Capacity forecasts read long-horizon rollups and project whether a series is likely to cross a configured utilization threshold.

Key settings:

  • Forecast horizon: how far into the future the model projects.
  • Warning horizon: how soon projected exhaustion must occur before a warning finding is emitted.
  • Warning threshold: utilization percentage treated as exhaustion. For example, 80.0 means the forecast warns when the projection reaches 80 percent utilization inside the warning horizon.
  • Model: linear, seasonal_linear, or holt_winters. Use linear for steady trends. Use a seasonal model only when the metric has a repeatable pattern and enough history.
  • Minimum history points: aggregate samples required before forecasts emit. Increase this for sparse series or seasonal models.

Capacity overrides use the same JSON object shape and class names, but only forecast settings are meaningful:

{
"interface": {
"minimum_history_points": 168,
"warning_threshold_percent": 85.0
},
"disk": {
"minimum_history_points": 336,
"model": "linear"
}
}

Interpreting Findings

Anomaly findings indicate a metric series moved outside its learned baseline for the required number of confirm slots. Capacity findings indicate a trend is projected to cross the configured threshold inside the warning horizon.

When reviewing a finding:

  • Confirm the event timestamp and affected series match a real device, interface, service, or host metric.
  • Compare the finding against nearby deploys, maintenance windows, and known traffic changes.
  • For interface capacity findings, check whether the underlying counter has enough history and whether the interface is normally bursty.
  • For CPU, memory, and disk findings, compare against sysmon profile changes and agent sampling cadence.
  • If a class emits too many short-lived findings, raise confirm_slots or min_samples before raising the global threshold.

Do not tune a whole deployment around one bad series.

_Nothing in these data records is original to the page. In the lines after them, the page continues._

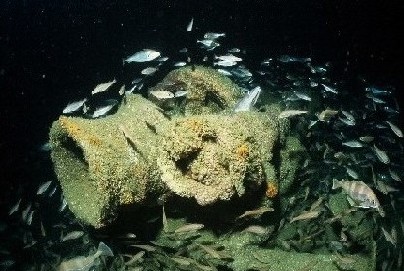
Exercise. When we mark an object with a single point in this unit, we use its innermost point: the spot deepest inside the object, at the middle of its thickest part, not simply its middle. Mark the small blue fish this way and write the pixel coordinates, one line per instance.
(249, 100)
(82, 263)
(143, 56)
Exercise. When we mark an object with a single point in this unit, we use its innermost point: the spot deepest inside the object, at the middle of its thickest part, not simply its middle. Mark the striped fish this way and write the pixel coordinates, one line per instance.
(360, 194)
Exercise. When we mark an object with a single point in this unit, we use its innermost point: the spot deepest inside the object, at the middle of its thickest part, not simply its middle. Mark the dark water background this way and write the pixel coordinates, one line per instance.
(54, 52)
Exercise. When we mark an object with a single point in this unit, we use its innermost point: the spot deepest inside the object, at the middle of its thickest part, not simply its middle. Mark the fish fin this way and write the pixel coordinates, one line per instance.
(336, 184)
(105, 250)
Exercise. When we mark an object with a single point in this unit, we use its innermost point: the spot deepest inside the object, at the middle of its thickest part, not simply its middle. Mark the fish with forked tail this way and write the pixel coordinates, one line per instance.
(360, 194)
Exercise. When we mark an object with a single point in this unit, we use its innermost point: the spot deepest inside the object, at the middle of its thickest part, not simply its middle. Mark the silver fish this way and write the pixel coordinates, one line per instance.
(255, 212)
(189, 227)
(209, 44)
(149, 71)
(381, 155)
(329, 89)
(82, 263)
(390, 237)
(180, 64)
(15, 207)
(327, 114)
(256, 229)
(287, 58)
(103, 87)
(43, 187)
(102, 110)
(353, 144)
(74, 106)
(234, 50)
(72, 235)
(352, 173)
(225, 63)
(291, 113)
(224, 72)
(361, 194)
(395, 129)
(305, 216)
(213, 35)
(248, 101)
(229, 57)
(143, 56)
(190, 24)
(302, 96)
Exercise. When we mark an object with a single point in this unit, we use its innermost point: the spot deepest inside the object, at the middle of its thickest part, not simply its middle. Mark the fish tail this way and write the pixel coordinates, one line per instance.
(336, 184)
(381, 211)
(104, 250)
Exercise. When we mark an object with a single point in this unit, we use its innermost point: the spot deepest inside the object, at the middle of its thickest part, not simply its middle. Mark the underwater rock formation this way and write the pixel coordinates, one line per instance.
(138, 155)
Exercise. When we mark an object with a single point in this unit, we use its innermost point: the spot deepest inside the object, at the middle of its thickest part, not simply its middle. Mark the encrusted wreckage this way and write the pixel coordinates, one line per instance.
(198, 149)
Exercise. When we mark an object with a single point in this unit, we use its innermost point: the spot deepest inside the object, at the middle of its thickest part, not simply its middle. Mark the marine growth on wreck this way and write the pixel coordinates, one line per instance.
(173, 176)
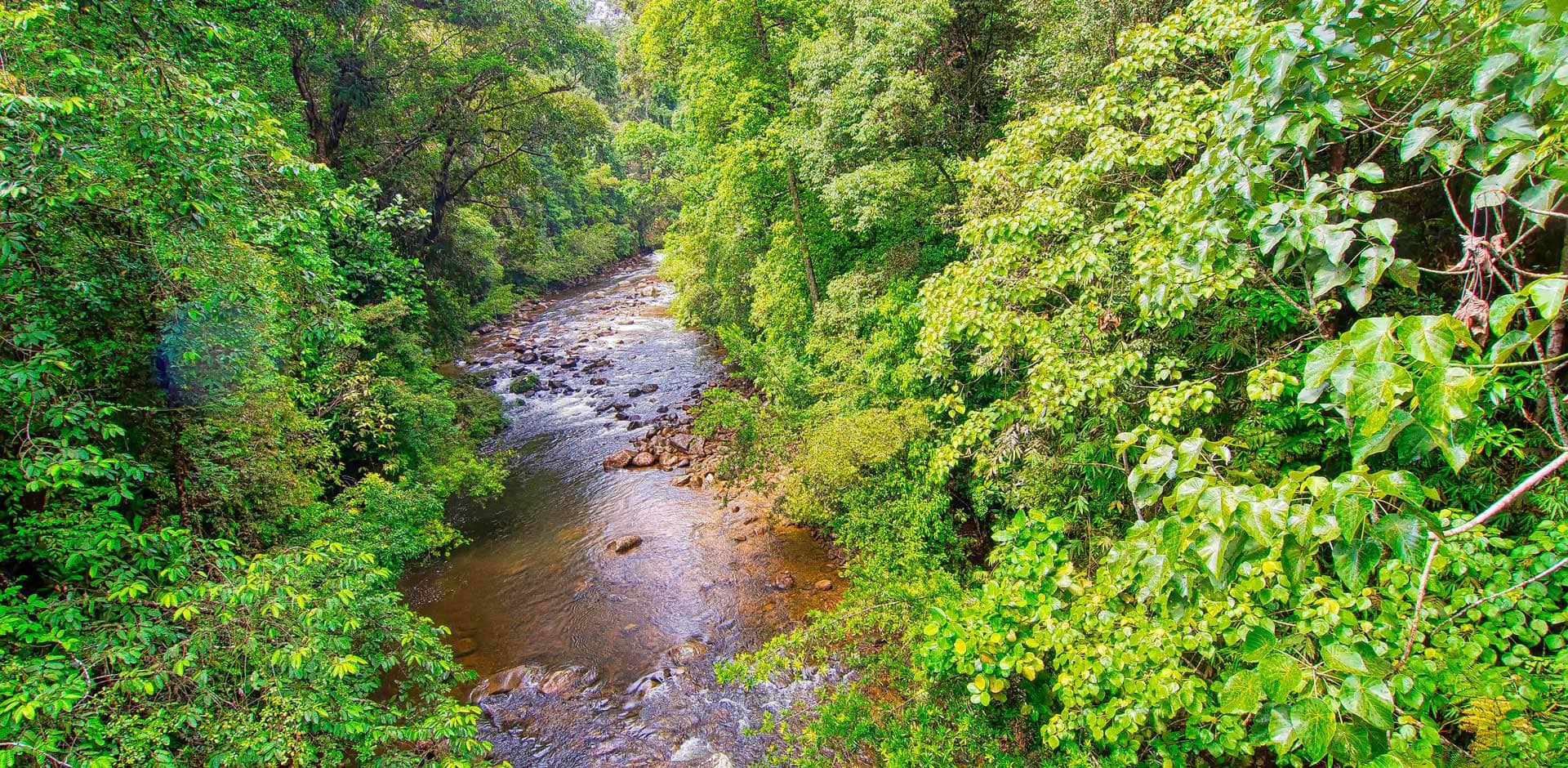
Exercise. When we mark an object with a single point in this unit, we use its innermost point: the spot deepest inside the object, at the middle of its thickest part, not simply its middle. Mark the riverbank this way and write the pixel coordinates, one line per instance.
(620, 565)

Prefer a class override or, when available, a targeted series override.

Rollout Guidance

Metrics must enter ServiceRadar through NATS JetStream before they are written to CNPG. This keeps anomaly detection and the causal engine subscribed to the same stream as the persistence consumer.

During rollout:

  1. Start with the always-live OpenTelemetry metric subjects.
  2. Enable SNMP and sysmon shadow subjects only after the metrics stream and database sync path are healthy.
  3. Check Events for anomaly and capacity findings before wiring new rules to paging destinations.
  4. Keep remediation workflows manual until a separate guarded-remediation proposal is approved and implemented.

Guarded Remediation Is Future Work

This release is detect-and-alert only. It does not automatically throttle traffic, restart services, change polling profiles, resize resources, or mutate network policy.

Any future automatic action must ship as a separate feature-flagged change with bounded-intervention gates defined before enablement:

  1. Trigger and score the finding.
  2. Require a persistence or duration gate.
  3. Check an already-acting interlock so repeated findings do not stack actions.
  4. Clamp the action to an approved safe envelope.
  5. Audit-log the decision, action, and operator override path.

Do not wire anomaly or capacity findings directly to remediation scripts. Route them through events, alerts, and manual operator review until that guarded phase exists.

Troubleshooting

  • No findings: confirm the relevant metric subject is enabled for analysis, the stream has recent messages, and the series has at least min_samples.
  • Too many findings: increase confirm_slots for bursty classes, then consider increasing n_sigma.
  • Forecasts missing: verify rollups are current and the series has at least minimum_history_points.
  • Forecasts look too aggressive: increase minimum_history_points, shorten the forecast horizon, or switch back to linear until seasonal history is trustworthy.